A Supreme Court ruling that a law has been wrongly interpreted for more than 30 years could help a triple killer’s appeal against his conviction.

Kevan Thakrar, of Lomond Way in Stevenage, is currently serving a minimum 35 year jail term after he and his brother, Miran, were convicted in 2008 of killing three men over a drug deal, and attempting to kill two women.

Kevan Thakrar has always maintained he was wrongly convicted and is now poised to launch an appeal.

But Kevan has always maintained he was wrongly convicted and is poised to launch an appeal.

He was found guilty under joint enterprise – a law which has been used against people in gang-related cases if defendants could have foreseen violent acts by their associates.

The Supreme Court ruled on Thursday that this law had been wrongly interpreted and it was an error to treat foresight of a crime as automatic authorisation of it.
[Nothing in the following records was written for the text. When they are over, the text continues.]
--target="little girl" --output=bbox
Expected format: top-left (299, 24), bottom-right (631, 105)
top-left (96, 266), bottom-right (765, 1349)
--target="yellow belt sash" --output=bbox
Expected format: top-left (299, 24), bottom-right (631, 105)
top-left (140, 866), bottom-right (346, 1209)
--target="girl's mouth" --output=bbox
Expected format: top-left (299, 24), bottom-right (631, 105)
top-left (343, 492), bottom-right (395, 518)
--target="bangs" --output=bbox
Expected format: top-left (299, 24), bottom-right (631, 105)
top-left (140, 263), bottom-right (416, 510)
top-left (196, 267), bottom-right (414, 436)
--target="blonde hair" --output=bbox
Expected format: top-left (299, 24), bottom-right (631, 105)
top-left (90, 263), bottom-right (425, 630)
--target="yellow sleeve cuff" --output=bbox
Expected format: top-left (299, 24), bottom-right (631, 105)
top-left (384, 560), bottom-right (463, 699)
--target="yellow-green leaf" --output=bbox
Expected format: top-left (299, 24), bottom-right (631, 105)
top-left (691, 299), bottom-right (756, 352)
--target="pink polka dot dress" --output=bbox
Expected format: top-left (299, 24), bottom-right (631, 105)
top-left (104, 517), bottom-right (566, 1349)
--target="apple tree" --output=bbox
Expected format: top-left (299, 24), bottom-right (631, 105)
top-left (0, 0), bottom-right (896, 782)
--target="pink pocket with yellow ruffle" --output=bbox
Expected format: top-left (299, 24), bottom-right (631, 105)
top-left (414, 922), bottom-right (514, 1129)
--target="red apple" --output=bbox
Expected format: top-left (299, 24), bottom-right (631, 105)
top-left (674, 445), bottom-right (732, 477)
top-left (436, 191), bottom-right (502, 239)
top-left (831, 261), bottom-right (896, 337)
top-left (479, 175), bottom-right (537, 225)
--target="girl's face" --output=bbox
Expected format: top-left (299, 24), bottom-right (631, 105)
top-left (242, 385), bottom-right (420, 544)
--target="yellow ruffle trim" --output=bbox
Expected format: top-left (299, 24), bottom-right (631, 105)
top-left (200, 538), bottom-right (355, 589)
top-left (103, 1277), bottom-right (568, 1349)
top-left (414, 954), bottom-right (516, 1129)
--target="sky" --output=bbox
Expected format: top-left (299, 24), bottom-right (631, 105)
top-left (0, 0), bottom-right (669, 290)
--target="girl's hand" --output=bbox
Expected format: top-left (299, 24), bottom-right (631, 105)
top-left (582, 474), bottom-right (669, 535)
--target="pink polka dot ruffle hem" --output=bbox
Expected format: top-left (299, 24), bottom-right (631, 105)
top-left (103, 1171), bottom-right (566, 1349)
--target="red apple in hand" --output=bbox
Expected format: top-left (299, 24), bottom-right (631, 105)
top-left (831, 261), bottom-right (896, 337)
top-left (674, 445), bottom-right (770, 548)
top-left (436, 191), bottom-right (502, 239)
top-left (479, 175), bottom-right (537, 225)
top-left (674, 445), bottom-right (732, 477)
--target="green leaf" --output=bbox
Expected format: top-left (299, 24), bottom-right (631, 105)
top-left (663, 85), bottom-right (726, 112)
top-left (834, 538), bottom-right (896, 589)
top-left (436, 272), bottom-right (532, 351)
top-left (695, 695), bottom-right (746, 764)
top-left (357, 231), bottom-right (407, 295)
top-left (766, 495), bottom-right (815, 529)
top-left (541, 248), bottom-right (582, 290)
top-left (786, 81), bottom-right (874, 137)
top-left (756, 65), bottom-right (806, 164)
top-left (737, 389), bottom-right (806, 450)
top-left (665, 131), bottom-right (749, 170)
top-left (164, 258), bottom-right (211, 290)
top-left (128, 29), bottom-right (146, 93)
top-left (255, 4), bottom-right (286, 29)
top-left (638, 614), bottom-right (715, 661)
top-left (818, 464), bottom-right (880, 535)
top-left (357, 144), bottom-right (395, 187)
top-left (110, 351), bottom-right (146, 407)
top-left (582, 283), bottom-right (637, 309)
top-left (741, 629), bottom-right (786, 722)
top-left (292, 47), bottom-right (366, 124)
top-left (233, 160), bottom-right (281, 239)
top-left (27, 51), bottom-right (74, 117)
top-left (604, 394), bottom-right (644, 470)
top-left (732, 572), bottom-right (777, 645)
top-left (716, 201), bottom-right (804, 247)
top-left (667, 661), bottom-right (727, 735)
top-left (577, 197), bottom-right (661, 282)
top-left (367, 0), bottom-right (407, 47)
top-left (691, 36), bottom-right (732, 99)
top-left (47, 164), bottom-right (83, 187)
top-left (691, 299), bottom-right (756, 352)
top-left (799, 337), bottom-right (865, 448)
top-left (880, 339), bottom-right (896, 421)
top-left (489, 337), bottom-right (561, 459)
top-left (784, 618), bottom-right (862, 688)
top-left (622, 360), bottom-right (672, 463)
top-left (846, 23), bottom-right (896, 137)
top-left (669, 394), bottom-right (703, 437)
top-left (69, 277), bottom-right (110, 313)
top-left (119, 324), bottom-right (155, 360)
A panel of five Supreme Court judges unanimously found “common law took a wrong turning” as far back as 1984 and “the law must be set back on the correct footing”.

The judgement went on to say: “This necessary correction does not mean every person convicted in the past as a secondary party, where this law was applied, will have suffered an unsafe conviction. The outcome may in many cases have been the same.”

Thakrar’s mum said after the announcement: “Kev already has an appeal ready to go to the Criminal Cases Review Commission – he’s waiting for the legal aid funding to come through. This ruling will help his case.”

On the same day as the Supreme Court ruling, Thakrar’s supporters held a protest at HM Prison Service headquarters in London asking for a new and fair trial, as well as his immediate release from solitary confinement.

Thakrar’s mum says he has been held in a close supervision centre – which holds about 60 men considered to be the most dangerous in the prison system – for six years and is suffering from post-traumatic stress disorder.

Keith Cowell, 52, his son Matthew, 17, and Tony Dulieu, 33, were lined up and shot with a sub-machine gun in Bishop’s Stortford in 2007.

Matthew Cowell’s girlfriend Clare Evans and a second woman, Christine Jennings, were stabbed after the killers ran out of ammunition. Both women, who were targeted because they were witnesses, survived.